Axe Endocrinologie et Néphrologie, Centre de Recherche du CHU de Québec-Université Laval, Québec, Quebec, Canada.
Département de Médecine, Faculté de Médecine, Université Laval, Québec, Quebec, Canada.
Am J Physiol Endocrinol Metab. 2024 May 1;326(5):E616-E625. doi: 10.1152/ajpendo.00294.2023. Epub 2024 Mar 13.
Metabolic-associated fatty liver disease (MAFLD) has been identified as risk factor of incident type 2 diabetes (T2D), but the underlying postprandial mechanisms remain unclear. We compared the glucose metabolism, insulin resistance, insulin secretion, and insulin clearance post-oral glucose tolerance test (OGTT) between individuals with and without MAFLD. We included 50 individuals with a body mass index (BMI) between 25 and 40 kg/m and ≥1 metabolic alteration: increased fasting triglycerides or insulin, plasma glucose 5.5-6.9 mmol/L, or glycated hemoglobin 5.7-5.9%. Participants were grouped according to MAFLD status, defined as hepatic fat fraction (HFF) ≥5% on MRI. We used oral minimal model on a frequently sampled 3 h 75 g-OGTT to estimate insulin sensitivity, insulin secretion, and pancreatic β-cell function. Fifty percent of participants had MAFLD. Median age (IQR) [57 (45-65) vs. 57 (44-63) yr] and sex (60% vs. 56% female) were comparable between groups. Post-OGTT glucose concentrations did not differ between groups, whereas post-OGTT insulin concentrations were higher in the MAFLD group ( < 0.03). Individuals with MAFLD exhibited lower insulin clearance, insulin sensitivity, and first-phase pancreatic β-cell function. In all individuals, increased insulin incremental area under the curve and decreased insulin clearance were associated with HFF after adjusting for age, sex, and BMI ( < 0.02). Among individuals with metabolic alterations, the presence of MAFLD was characterized mainly by post-OGTT hyperinsulinemia and reduced insulin clearance while exhibiting lower first phase β-cell function and insulin sensitivity. This suggests that MAFLD is linked with impaired insulin metabolism that may precede T2D. Using an oral glucose tolerance test, we found hyperinsulinemia, lower insulin sensitivity, lower insulin clearance, and lower first-phase pancreatic β-cell function in individuals with MAFLD. This may explain part of the increased risk of incident type 2 diabetes in this population. These data also highlight implications of hyperinsulinemia and impaired insulin clearance in the progression of MAFLD to type 2 diabetes.

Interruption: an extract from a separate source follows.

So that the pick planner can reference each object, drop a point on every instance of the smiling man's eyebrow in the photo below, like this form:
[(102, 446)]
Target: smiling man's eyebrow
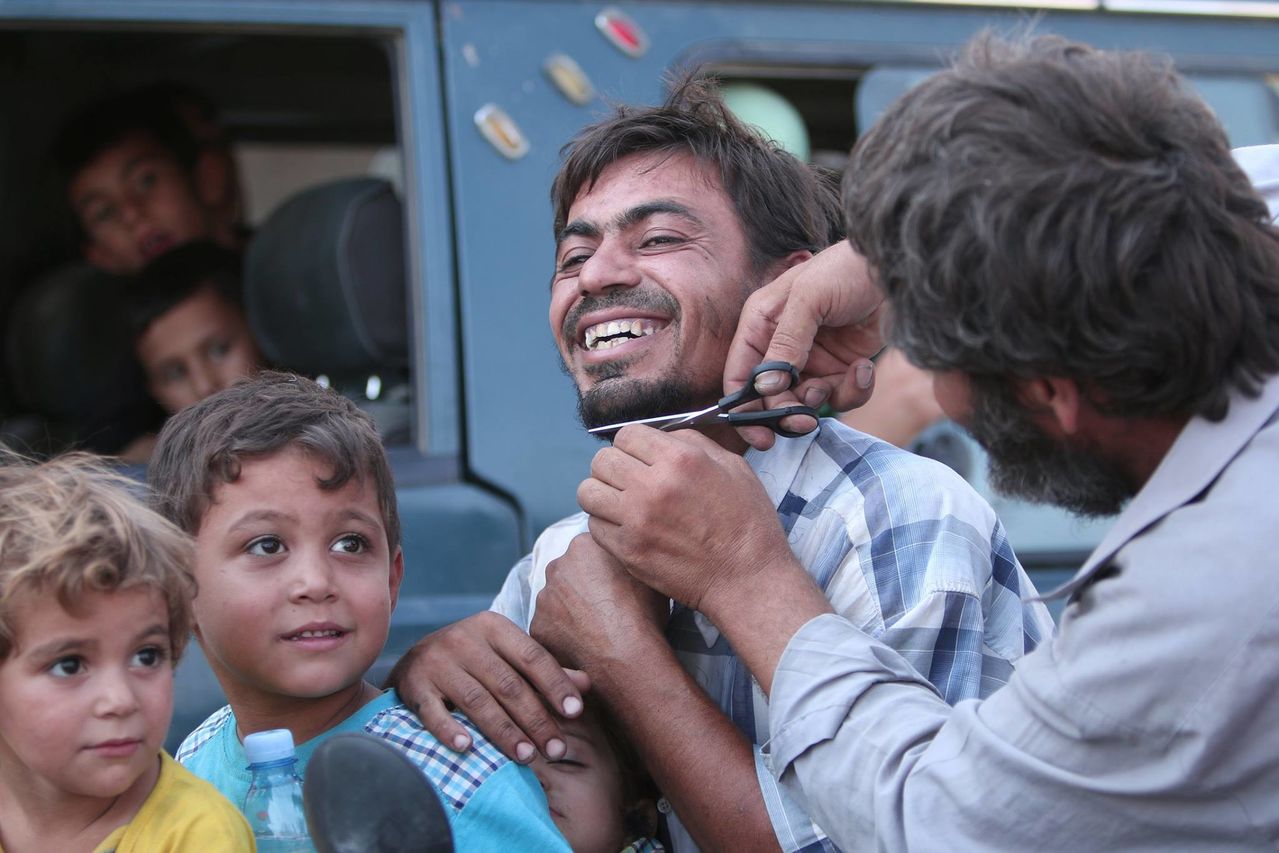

代谢相关性脂肪性肝病(MAFLD)已被确定为 2 型糖尿病(T2D)的发病危险因素,但潜在的餐后机制仍不清楚。我们比较了 MAFLD 患者和非 MAFLD 患者口服葡萄糖耐量试验(OGTT)后的葡萄糖代谢、胰岛素抵抗、胰岛素分泌和胰岛素清除率。我们纳入了 50 名 BMI 在 25 至 40kg/m2 之间且存在 1 种以上代谢异常的个体:空腹甘油三酯或胰岛素升高、血浆葡萄糖 5.5-6.9mmol/L 或糖化血红蛋白 5.7-5.9%。参与者根据 MAFLD 状态分组,定义为 MRI 上肝脂肪分数(HFF)≥5%。我们使用口服最小模型对频繁采样的 3 小时 75g-OGTT 进行分析,以估计胰岛素敏感性、胰岛素分泌和胰岛β细胞功能。50%的参与者患有 MAFLD。两组间的中位年龄(IQR)[57(45-65)比 57(44-63)岁]和性别(60%比 56%为女性)相当。OGTT 后血糖浓度在两组间无差异,而 MAFLD 组 OGTT 后胰岛素浓度较高(<0.03)。MAFLD 患者的胰岛素清除率、胰岛素敏感性和第一时相胰岛β细胞功能较低。在所有个体中,在校正年龄、性别和 BMI 后,胰岛素增量 AUC 增加和胰岛素清除率降低与 HFF 相关(<0.02)。在存在代谢异常的个体中,MAFLD 的特征主要是 OGTT 后高胰岛素血症和胰岛素清除率降低,同时表现出较低的第一时相β细胞功能和胰岛素敏感性。这表明 MAFLD 与胰岛素代谢受损有关,这种受损可能早于 T2D 发生。使用口服葡萄糖耐量试验,我们发现 MAFLD 患者存在高胰岛素血症、胰岛素敏感性降低、胰岛素清除率降低和第一时相胰岛β细胞功能降低。这可以解释该人群 2 型糖尿病发病风险增加的部分原因。这些数据还突出了高胰岛素血症和胰岛素清除受损在 MAFLD 进展为 2 型糖尿病中的作用。